IBM Solved a Quantum Computing Problem 120 Times Faster Than Previously Possible
upstart writes in with an IRC submission for c0lo:
IBM just solved this quantum computing problem 120 times faster than previously possible:
Using a combination of tweaked algorithms, improved control systems and a new quantum service called Qiskit Runtime, IBM researchers have managed to resolve a quantum problem 120 times faster than the previous time they gave it a go.
Back in 2017, Big Blue announced that, equipped with a seven-qubit quantum processor, its researchers had successfully simulated the behavior of a small molecule called lithium hydride (LiH).

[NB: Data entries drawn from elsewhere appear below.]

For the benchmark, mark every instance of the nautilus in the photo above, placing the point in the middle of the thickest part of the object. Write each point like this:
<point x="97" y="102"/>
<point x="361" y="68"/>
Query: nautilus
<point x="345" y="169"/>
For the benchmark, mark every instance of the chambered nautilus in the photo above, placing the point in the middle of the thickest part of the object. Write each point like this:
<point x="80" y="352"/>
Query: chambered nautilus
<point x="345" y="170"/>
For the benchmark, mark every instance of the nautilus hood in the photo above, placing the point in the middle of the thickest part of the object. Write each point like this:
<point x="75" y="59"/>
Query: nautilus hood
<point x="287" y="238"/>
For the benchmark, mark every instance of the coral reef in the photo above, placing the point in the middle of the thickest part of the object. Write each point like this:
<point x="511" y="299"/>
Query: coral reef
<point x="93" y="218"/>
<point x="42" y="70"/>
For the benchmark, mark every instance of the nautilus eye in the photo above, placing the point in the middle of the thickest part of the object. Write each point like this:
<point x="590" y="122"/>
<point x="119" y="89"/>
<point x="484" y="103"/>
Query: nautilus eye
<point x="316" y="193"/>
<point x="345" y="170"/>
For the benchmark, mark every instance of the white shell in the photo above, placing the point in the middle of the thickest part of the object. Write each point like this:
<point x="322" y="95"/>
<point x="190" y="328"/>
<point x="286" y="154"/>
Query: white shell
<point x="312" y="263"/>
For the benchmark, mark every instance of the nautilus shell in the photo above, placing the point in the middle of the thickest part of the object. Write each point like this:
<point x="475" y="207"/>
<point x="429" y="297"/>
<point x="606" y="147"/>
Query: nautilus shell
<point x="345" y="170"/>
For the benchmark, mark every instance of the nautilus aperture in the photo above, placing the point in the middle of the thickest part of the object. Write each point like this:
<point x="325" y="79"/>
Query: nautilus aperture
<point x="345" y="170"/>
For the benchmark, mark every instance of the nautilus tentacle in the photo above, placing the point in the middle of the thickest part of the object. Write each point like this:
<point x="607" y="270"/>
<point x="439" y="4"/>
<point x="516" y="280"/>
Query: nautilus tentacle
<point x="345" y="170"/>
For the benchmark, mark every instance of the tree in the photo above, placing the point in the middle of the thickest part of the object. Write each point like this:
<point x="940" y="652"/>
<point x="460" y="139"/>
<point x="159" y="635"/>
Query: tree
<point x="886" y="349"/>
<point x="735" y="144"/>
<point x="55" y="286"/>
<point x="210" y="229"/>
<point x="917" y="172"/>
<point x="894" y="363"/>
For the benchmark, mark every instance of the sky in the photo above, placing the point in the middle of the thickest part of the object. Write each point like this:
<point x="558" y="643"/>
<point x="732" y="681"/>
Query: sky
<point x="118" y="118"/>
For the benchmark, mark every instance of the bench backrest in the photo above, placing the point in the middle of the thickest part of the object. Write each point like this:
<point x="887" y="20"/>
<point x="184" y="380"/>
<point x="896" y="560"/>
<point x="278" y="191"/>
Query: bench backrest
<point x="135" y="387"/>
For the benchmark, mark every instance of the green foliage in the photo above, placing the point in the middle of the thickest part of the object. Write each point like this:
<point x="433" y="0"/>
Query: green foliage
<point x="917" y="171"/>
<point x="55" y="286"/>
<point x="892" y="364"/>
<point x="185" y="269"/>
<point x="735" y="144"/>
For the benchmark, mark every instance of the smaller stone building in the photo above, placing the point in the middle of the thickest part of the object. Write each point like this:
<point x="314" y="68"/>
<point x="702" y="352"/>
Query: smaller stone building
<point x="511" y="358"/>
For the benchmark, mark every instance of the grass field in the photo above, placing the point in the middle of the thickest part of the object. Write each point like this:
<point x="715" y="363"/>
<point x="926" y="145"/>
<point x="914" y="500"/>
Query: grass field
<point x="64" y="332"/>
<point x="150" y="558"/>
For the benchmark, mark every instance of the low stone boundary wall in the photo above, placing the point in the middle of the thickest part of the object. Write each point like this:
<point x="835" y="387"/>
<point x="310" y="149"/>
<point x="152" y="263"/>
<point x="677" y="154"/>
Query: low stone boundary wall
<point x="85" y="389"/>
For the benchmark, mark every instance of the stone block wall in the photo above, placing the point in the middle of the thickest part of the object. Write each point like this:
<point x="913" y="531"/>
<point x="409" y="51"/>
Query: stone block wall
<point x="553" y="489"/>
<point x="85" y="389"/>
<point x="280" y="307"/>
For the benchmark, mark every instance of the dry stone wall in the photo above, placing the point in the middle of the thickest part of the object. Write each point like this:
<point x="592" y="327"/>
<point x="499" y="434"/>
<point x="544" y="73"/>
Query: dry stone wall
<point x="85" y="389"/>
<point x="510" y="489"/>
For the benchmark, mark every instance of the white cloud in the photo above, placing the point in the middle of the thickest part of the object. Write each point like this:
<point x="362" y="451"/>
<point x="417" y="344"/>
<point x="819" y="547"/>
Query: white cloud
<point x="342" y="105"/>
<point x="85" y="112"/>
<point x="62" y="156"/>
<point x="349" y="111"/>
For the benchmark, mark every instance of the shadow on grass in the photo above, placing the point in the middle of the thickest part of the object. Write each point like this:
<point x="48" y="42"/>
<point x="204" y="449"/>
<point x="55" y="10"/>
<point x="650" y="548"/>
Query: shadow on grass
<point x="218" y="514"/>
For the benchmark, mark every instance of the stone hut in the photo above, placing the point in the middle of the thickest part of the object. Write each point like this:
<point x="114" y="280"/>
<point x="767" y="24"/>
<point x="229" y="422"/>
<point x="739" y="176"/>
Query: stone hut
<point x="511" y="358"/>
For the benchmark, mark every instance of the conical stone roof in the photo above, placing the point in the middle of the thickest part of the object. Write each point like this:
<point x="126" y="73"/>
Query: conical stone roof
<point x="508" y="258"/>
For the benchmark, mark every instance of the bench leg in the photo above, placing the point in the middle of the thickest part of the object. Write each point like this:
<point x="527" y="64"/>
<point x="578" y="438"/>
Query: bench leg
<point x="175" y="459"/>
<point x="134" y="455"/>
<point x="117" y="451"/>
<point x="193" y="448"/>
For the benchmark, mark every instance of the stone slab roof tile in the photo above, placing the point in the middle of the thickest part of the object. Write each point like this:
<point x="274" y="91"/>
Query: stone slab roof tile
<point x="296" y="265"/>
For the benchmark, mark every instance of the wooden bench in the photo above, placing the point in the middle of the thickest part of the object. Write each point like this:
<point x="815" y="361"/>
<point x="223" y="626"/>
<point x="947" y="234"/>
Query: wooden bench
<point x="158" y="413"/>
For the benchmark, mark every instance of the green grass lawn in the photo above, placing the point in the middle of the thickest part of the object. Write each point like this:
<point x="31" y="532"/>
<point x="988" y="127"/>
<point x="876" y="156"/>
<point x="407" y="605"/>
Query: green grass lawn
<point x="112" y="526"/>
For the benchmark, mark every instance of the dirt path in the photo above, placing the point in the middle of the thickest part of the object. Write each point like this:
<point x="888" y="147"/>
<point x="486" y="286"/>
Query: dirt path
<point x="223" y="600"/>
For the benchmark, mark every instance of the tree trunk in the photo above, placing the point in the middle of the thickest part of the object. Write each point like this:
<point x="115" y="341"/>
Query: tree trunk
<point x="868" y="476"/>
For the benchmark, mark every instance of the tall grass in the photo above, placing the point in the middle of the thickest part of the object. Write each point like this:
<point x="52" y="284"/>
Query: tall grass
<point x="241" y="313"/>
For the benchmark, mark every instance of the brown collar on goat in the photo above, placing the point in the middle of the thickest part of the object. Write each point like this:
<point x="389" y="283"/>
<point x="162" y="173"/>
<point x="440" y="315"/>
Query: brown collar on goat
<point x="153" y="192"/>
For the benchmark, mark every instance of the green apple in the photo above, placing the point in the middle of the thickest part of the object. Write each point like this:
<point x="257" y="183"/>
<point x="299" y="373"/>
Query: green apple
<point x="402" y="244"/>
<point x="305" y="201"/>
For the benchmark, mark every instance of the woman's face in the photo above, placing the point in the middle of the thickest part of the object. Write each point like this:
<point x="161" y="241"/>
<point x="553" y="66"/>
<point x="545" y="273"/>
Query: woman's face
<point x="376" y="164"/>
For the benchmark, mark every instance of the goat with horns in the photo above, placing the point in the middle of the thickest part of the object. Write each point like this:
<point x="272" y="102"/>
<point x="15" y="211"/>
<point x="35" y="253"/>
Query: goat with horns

At the time, the operation took 45 days. Now, four years later, the IBM Quantum team has announced that the same problem was solved in only nine hours.
The simulation was run entirely on the cloud, through IBM's Qiskit platform - an open-source library of tools that lets developers around the world create quantum programs and run them on prototype quantum devices that IBM makes available over the cloud.
[...] Classical computing remains a fundamental part of Qiskit, and of any quantum operation carried out over the cloud. A quantum program can effectively be broken down into two parts: using classical hardware, like a laptop, developers send queries over the cloud to the quantum hardware - in this case, to IBM's quantum computation center in Poughkeepsie, New York.